Deputy Mitchell also made the point that sometimes tenants are alienated. One of the best ways to approach that issue for the future is contained in this Bill, which provides the solid framework for new management systems that will allow for the involvement of tenants in the management and maintenance of their estates. I consider it very important that those developments take place and that tenants be encouraged by public representatives wherever possible.

In relation to the comments made by Deputy Gilmore, the housing stock analysis for the period 1980 to 1990 shows a substantial reduction in the number of houses in the country without baths or indoor toilet facilities. The number of houses without baths decreased from 19 per cent to 8 per cent and the number of houses without indoor toilet facilities decreased from 16 per cent to 6 per cent.

That is all houses.

On top of those improvements, there are the £2 million provision made specifically to supplement local authorities in the provision of bathrooms in local authority houses, the pre-1940 refurbishment scheme and the various developments for the refurbishment of flats that are taking place in the inner city of Dublin and in other cities and towns throughout the country. We should acknowledge that there has been a considerable investment on the part of the taxpayer, on the part of the community as a whole and on the part of individuals to arrive at the position at which the housing analysis was able to indicate very solid progress. That does not take us away from the fact that there are still individual problems that have to be addressed. The continuing commitment and provision of £2 million this year is an indication from the Government that we want to continue developments aimed at resolving those problems as quickly as we can consistent with the available resources.

There is no indication in any evidence available to me of an upward trend in the number of repossessions. I would not like such a trend to develop, but I do not think there is evidence to sustain that argument so far as local authorities are concerned. When there is a repossession the local authority involved is in a position to give further consideration to the way in which the person or family concerned may be rehoused. Building society repossessions constitute a very small number as compared with the number of repossessions in the UK and elsewhere. I would not like to make light of even one repossession. The repossession of a home is a traumatic event for any family and one should do all one can to avoid such a development. I think there are about 170,000 building society mortgages, with repossessions at an extremely low figure.

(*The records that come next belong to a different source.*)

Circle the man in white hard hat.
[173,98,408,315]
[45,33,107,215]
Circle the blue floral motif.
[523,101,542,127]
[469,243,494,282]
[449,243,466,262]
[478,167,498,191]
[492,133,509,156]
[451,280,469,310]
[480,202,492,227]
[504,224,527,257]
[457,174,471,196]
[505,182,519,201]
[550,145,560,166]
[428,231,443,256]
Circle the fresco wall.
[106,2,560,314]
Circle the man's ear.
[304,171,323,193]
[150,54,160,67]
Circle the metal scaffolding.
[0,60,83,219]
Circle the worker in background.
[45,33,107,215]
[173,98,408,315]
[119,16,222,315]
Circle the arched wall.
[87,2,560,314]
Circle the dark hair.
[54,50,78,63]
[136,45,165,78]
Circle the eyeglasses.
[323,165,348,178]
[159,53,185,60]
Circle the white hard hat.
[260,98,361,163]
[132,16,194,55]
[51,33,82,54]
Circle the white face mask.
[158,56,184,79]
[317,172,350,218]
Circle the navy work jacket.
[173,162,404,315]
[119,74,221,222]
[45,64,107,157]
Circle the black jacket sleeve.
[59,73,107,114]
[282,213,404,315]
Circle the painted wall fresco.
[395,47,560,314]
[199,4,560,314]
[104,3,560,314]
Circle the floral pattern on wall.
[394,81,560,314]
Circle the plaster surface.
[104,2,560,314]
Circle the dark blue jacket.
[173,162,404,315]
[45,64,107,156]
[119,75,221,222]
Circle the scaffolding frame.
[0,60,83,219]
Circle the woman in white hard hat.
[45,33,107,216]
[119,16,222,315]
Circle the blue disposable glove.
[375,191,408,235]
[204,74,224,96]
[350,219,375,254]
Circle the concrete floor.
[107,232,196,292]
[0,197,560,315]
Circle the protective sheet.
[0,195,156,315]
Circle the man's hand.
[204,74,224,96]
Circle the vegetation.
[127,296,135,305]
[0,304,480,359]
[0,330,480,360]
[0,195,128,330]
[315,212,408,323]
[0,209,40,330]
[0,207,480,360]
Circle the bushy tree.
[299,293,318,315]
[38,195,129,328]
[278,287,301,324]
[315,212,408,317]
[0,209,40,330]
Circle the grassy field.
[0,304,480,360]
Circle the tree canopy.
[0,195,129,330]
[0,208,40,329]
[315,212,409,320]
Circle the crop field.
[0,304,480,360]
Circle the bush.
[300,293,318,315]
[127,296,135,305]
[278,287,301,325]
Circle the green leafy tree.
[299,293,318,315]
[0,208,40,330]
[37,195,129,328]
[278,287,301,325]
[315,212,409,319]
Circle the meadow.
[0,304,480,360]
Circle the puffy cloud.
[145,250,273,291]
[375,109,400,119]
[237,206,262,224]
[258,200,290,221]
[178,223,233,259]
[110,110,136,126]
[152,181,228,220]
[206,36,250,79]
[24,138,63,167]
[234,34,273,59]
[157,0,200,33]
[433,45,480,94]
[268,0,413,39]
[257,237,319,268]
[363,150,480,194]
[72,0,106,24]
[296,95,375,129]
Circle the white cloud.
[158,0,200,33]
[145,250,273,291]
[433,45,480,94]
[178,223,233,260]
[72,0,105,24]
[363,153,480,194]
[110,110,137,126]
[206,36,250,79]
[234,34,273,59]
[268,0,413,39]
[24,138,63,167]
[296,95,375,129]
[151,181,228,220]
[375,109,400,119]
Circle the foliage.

The amendment is basically a re-statement of housing policy objectives of successive Governments, this time with a time horizon of 31 December 1999. I referred to the general policy objectives in my Second Reading speech and outlined the broad strategy adopted to achieve those objectives. There is no fundamental disagreement about those aims but there is little to be gained from writing into legislation an aspirational statement such as that contained in the amendment. That in itself would not achieve anything. To what extent we as a nation achieve objectives in the housing area depends on a great number of variable factors that are difficult to predict —factors such as emigration, internal migration, economic growth, unemployment, interest rates and, critically, the amount of public resources that we can afford to devote to housing. When the amendment is considered in that context, one can recognise the futility of putting a time limit on such an objective. No sane or responsible Government would commit themselves in legislation to a time-bound objective. Has there been a costing of what would be involved in that proposal over the next eight years? Are we prepared to say exactly where the money will come from, bearing in mind that in an earlier contribution the Deputy mentioned that in the next 20 years the average cost of every new local authority house would be about £90,000.

As I said, we must try to improve housing conditions for our people where these are deficient. The plan for social housing in this Bill is about new ways of doing that. Success in housing will depend on the ongoing development of policies to take account of changing circumstances and the effective implementation and resourcing of these policies. Housing policy objectives have always been spelled out in policy documents. The specific policy measures to achieve these objectives have been provided for in legislation. I see no merit in departing from this sensible approach, as this amendment would suggest.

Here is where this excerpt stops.